Qual a chance de um governo, liderado por um ex-capitão do Exército, que planejou colocar bombas numa adutora para reivindicar melhores salários e depois fez carreira na política, sem liderar causa ou projeto importante, dar certo? Absolutamente nenhuma, todos deviam saber.
Bolsonaro cresceu na onda do antipetismo, usurpando o projeto dos golpistas endinheirados, que era o de pôr um governante perfumado em substituição ao PT, mas o que veio foi o chorume bolsonarista. De deputado obscuro e insignificante ao longo de 28 anos à chefe do Executivo do principal país da América Latina, contingências podem ter atuado, mas havia algo de necessário num país acostumado a naturalizar as várias modalidades de genocídio praticado ao longo dos séculos. Bolsonaro não é um acidente, mas podia ter sido impedido.

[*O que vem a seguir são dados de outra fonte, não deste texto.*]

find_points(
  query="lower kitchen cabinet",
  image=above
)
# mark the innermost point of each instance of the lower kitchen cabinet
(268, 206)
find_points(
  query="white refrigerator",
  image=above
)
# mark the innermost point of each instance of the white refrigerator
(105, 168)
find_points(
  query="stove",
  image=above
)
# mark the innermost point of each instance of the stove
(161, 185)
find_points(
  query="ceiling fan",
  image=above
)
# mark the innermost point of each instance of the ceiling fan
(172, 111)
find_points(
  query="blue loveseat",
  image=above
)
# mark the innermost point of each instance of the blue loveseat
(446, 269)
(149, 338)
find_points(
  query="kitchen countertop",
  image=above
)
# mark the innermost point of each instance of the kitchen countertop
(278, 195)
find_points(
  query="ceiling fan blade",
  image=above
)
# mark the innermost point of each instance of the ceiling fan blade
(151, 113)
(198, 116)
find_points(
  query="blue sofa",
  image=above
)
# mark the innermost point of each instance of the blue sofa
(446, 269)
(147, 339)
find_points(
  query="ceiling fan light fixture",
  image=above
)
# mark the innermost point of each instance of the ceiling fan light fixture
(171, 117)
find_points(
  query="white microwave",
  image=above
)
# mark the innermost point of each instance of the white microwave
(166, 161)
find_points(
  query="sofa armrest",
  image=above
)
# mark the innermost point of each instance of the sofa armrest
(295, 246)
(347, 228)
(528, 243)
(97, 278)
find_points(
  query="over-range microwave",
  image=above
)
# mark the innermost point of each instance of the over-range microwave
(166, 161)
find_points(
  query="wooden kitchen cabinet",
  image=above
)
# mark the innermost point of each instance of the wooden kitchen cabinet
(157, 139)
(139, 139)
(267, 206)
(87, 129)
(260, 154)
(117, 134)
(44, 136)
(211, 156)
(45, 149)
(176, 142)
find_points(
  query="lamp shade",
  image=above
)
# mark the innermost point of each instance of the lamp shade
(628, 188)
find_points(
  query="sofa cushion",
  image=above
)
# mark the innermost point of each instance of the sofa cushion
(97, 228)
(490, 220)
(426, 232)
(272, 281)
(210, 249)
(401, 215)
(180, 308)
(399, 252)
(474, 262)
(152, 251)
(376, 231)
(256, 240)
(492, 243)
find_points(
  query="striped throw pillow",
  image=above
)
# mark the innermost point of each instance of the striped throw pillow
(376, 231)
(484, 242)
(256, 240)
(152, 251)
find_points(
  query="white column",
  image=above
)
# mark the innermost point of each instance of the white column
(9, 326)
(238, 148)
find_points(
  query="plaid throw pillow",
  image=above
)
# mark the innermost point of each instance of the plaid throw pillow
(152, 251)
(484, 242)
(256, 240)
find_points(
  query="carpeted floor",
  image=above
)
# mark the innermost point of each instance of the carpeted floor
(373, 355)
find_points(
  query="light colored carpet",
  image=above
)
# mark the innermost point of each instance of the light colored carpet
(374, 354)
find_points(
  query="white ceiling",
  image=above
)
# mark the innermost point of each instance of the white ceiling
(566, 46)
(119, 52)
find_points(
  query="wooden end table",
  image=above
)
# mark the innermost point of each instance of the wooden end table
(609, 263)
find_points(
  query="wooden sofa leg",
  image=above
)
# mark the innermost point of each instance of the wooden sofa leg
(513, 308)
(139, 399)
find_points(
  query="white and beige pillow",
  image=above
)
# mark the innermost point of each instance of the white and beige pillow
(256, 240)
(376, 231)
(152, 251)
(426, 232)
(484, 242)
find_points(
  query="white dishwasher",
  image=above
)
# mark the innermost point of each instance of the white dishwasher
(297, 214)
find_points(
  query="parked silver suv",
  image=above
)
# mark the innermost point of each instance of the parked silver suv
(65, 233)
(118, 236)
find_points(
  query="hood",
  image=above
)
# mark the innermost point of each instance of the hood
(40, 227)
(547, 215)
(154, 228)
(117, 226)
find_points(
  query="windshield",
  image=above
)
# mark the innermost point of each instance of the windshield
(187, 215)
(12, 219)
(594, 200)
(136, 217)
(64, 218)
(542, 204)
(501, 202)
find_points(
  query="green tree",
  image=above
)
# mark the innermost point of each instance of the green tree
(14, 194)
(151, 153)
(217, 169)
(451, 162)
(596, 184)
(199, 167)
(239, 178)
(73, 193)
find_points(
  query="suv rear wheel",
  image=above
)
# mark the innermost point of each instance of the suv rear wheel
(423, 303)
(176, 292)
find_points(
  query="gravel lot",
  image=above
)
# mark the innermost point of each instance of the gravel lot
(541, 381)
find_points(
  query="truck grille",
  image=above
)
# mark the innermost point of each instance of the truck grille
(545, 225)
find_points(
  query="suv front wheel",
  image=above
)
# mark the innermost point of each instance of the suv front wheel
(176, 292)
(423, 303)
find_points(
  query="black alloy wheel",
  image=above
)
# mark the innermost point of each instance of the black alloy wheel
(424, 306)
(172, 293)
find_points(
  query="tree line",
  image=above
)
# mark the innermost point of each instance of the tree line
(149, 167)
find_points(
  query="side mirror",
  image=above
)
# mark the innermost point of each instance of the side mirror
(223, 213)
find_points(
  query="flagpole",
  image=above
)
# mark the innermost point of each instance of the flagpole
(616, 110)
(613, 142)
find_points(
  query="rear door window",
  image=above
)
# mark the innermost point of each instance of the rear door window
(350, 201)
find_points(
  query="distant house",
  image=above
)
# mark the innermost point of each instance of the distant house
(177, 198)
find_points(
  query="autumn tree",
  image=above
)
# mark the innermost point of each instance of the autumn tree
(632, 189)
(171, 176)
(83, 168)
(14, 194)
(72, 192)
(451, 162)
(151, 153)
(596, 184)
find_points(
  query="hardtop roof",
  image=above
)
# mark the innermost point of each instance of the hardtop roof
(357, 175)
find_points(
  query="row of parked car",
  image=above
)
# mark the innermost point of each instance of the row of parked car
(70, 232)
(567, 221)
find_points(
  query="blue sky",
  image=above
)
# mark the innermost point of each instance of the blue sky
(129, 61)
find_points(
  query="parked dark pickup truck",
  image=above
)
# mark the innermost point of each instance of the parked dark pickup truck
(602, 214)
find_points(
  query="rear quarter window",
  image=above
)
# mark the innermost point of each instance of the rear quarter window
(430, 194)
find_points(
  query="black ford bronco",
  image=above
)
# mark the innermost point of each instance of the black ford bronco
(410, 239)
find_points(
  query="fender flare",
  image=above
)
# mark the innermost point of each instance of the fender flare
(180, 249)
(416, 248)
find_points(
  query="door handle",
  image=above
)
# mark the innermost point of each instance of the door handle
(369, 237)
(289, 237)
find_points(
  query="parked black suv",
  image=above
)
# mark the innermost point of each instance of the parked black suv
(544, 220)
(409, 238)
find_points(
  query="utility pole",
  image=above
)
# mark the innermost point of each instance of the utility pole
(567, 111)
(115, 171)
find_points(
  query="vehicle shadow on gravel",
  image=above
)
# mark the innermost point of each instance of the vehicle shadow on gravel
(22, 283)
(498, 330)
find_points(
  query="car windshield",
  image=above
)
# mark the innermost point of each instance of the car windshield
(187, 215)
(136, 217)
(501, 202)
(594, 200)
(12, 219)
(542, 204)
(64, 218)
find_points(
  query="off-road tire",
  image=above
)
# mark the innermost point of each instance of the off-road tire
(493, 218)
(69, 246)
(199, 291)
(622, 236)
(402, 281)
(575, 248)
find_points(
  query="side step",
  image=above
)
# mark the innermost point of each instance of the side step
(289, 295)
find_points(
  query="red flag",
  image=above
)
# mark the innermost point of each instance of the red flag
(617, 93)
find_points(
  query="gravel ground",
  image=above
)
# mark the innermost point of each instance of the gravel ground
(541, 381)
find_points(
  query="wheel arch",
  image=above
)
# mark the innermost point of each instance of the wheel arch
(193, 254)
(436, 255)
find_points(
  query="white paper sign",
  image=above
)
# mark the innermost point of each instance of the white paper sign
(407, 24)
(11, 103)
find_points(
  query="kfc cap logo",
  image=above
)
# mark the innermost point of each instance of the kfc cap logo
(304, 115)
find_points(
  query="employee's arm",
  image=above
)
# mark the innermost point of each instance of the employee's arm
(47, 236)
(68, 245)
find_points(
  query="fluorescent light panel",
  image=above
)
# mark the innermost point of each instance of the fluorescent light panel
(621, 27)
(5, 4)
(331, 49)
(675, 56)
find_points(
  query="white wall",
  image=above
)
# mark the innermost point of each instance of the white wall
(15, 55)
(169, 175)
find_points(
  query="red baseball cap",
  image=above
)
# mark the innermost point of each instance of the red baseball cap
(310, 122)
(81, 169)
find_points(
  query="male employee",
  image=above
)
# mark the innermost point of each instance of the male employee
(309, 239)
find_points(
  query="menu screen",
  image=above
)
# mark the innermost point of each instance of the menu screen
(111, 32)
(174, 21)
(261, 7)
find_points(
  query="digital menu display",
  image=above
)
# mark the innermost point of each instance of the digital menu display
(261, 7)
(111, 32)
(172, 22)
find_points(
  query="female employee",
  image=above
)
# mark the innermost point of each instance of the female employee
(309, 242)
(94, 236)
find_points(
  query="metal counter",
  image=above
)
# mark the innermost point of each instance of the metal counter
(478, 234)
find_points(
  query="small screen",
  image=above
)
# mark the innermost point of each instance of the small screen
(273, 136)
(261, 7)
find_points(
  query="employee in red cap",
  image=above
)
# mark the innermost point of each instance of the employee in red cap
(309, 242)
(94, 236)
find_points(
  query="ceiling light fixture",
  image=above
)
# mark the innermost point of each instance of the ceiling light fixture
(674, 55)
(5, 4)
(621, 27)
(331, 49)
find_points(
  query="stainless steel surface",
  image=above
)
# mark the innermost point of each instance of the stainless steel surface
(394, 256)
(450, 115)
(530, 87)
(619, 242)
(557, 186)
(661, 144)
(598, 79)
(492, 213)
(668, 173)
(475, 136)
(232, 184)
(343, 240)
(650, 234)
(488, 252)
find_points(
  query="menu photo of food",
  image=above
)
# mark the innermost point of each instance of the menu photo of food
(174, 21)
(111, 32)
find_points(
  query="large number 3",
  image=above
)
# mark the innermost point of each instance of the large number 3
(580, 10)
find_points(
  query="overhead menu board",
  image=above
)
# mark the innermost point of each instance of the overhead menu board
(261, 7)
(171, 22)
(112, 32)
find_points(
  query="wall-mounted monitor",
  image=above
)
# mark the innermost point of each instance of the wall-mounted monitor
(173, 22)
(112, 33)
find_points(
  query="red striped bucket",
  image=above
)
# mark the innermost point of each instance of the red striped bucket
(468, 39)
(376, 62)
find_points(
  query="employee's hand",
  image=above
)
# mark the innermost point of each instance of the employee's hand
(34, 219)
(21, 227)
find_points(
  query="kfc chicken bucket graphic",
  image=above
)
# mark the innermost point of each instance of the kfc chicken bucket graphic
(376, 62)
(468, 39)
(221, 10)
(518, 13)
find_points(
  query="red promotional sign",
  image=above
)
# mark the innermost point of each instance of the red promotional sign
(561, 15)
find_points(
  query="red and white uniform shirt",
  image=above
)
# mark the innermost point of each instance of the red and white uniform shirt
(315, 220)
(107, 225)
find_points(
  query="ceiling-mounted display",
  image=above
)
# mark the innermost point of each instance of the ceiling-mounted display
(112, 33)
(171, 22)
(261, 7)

O deputado insignificante, o pai de três (agora quatro) nulidades, acostumadas a mamar nas tetas do Estado (para usar uma expressão que a direita gosta), chegou ao governo na eleição mais improvável de nossa história. Bolsonaro é a pior face do tal sistema que ele diz ser contra, mas não a sua parte esclarecida. Sequer desconfia que passará à história como vilão, como responsável pelo desastre, como o fascista que assusta o Brasil e o mundo, como genocida na pior gestão da pandemia que um país pode ter.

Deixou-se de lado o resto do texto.